Regulatory friction concentrates in three named regulations that Indian principals must navigate operationally regardless of whether their commodity is itself directly affected. (4) Carbon Border Adjustment Mechanism (CBAM), applicable from October 2023 (transitional reporting) and substantively from January 2026, requires Indian exporters of cement, iron and steel, aluminium, fertilisers, electricity, and hydrogen to provide product-level embedded emissions data using EU methodologies — a substantial operational lift for Indian steel (Tata Steel, JSW, Jindal, AM/NS) and aluminium (Hindalco, Vedanta, Nalco) producers because Indian Bureau of Energy Efficiency Standards do not map one-to-one to EU's PEF (Product Environmental Footprint) methodology. (5) General Data Protection Regulation (GDPR) applies to any Indian SaaS or IT-services principal handling EU-resident personal data — penalty exposure is the higher of EUR 20 million or 4% of global revenue, with EUR 1.2 billion in cumulative fines issued since 2018 against non-EU operators. (6) EU Deforestation Regulation (EUDR), effective late 2025 and full enforcement in 2026, requires geo-located due diligence on cocoa, coffee, palm oil, soy, beef, wood, rubber, and certain derived products — a regulation Indian agro-export houses had only nine months' notice on and that has reshuffled which specific Indian state-level cooperatives are commercially viable to source from.
When the optimal windows are
Trade-cycle timing on this corridor follows three overlapping calendars. (1) Indian financial year and DGFT scheme calendar: April-March, with RoDTEP (Remission of Duties or Taxes on Export Products) rate revisions typically announced March-April, MSME export benefits aligned to fiscal-year reporting, and Foreign Trade Policy reviews on a five-year cycle (the current FTP 2023 runs through March 2028). October-March is the heavy export quarter for textiles (autumn-winter EU collections), pharma (Q4 budget exhaustion at EU procurement bodies), and seafood (post-monsoon catch peaks). (2) EU procurement and regulatory calendar: January-December, with annual EU pharmaceutical tenders concentrated in Q1-Q2 (German GKV-SV generic substitution lists revised April-May, French INSERM-managed academic procurement Q1, Italian AIFA agreements typically Q2), CBAM quarterly reporting deadlines (April-July-October-January), GDPR-related EU-Commission audits typically scheduled October-November, and Brussels regulatory consultation cycles (open public consultations on technical regulations, REACH SVHC additions, and EU Customs Code clarifications) running on six-week minimum-notice windows.

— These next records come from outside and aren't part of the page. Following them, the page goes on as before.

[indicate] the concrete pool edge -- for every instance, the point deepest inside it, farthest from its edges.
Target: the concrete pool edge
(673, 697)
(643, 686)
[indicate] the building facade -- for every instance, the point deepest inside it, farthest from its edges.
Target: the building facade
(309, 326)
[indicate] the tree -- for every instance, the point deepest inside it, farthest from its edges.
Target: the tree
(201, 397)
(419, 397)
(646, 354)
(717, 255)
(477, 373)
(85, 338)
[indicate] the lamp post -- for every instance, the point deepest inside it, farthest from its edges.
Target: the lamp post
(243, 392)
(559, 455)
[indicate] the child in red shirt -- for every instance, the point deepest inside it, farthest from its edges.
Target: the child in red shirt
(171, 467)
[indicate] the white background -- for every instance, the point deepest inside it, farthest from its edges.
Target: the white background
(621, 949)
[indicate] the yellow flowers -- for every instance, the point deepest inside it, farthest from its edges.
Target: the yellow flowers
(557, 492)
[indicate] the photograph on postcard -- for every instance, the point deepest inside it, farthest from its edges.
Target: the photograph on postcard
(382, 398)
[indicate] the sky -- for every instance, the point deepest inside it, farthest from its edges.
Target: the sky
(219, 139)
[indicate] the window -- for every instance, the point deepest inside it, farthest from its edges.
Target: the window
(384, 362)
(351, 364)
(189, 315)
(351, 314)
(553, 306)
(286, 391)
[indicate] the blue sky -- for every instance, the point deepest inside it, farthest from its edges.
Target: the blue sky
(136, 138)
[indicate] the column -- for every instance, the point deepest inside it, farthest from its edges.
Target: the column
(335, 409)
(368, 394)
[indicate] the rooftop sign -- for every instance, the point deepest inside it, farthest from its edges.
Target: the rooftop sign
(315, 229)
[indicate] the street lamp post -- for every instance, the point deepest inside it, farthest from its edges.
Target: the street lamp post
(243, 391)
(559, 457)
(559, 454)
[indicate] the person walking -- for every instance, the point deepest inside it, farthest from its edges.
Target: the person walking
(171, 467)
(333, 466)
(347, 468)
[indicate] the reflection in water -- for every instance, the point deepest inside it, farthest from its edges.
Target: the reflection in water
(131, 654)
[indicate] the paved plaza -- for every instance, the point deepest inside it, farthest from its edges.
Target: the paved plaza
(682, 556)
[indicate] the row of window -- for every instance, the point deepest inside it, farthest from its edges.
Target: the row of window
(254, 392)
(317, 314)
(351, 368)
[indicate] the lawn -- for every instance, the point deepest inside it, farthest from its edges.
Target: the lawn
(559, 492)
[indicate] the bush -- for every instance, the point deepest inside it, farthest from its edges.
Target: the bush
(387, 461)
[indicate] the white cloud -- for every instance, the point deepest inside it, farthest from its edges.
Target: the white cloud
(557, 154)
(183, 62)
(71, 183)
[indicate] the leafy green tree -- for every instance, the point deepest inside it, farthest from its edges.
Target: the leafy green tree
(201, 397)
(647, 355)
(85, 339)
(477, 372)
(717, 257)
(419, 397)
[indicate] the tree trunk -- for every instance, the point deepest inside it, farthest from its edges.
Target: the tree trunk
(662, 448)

(3) Sector-specific seasonal patterns: USP and EP pharmacopoeial revision cycles bring March/September audit clusters for Indian pharma manufacturers seeking EU GMP recertification; the Hannover Messe (April) and Frankfurt Messe (rotating venues) cycle drives engineering and capital-goods buyer-meeting density; Salone del Mobile Milan (April) and Maison&Objet Paris (January, September) drive Indian luxury-furniture and home-textiles export windows; the IDF Aquaculture European Market study cycles (typically Q3-Q4) drive seafood pricing intelligence. The single most important timing insight for principals new to the corridor is that EU summer (mid-July through end-August) is functionally a procurement vacuum across the board — German and French commercial counterparties are largely unavailable, Brussels EU institutions operate at skeleton capacity, and major regulatory consultations rarely close in this window. Indian principals who plan their first-EU-contact campaigns assuming summer responsiveness consistently underperform their projections; the optimal Q1-of-EU-engagement is mid-September through early-December, with February-June as the second peak. The AJG Desk tracks 140 EU and India authority sources with quarterly cadence updates that surface specific window shifts.
Why the TEPA math works
TEPA — at the time of this v217.0 ship still in negotiation but with Round 12 reported convergence — restructures the commercial economics of the corridor in three specific ways that compound over the agreement's 7-10 year tariff phase-out period. (1) Tariff elimination on roughly 85-90% of tariff lines on both sides. The Indian phase-out is longer (7-10 years for sensitive sectors including automobiles, dairy, alcoholic beverages, and some agricultural commodities) than the EU phase-out (predominantly Day 1 or Year 1-3 elimination). For Indian generic pharmaceuticals in finished dose form, the TEPA Day-1 elimination of the EU's standard 6.5% tariff translates to approximately EUR 200 million in annual duty savings to Indian exporters at current trade volumes — a number sufficient to redirect Indian pharma capex toward EU-specific GMP upgrades and EDQM CEP submissions. (2) Services Mode 4 liberalisation for contractual service suppliers and intra-corporate transferees, which would reduce the visa-and-paperwork overhead for Indian IT firms placing technical specialists in EU client locations from the current 6-12 weeks per assignment to a target 4-6 weeks under TEPA's harmonised framework. (3) Geographical Indications protection for 400+ Indian GIs across all 27 EU member states — the most operationally significant being Darjeeling tea, Basmati rice (the long-disputed nomenclature with Pakistan), Alphonso mango, Kolhapuri chappal, Kancheepuram silk, Banarasi sari, Tirupathi laddu, and Hyderabad haleem.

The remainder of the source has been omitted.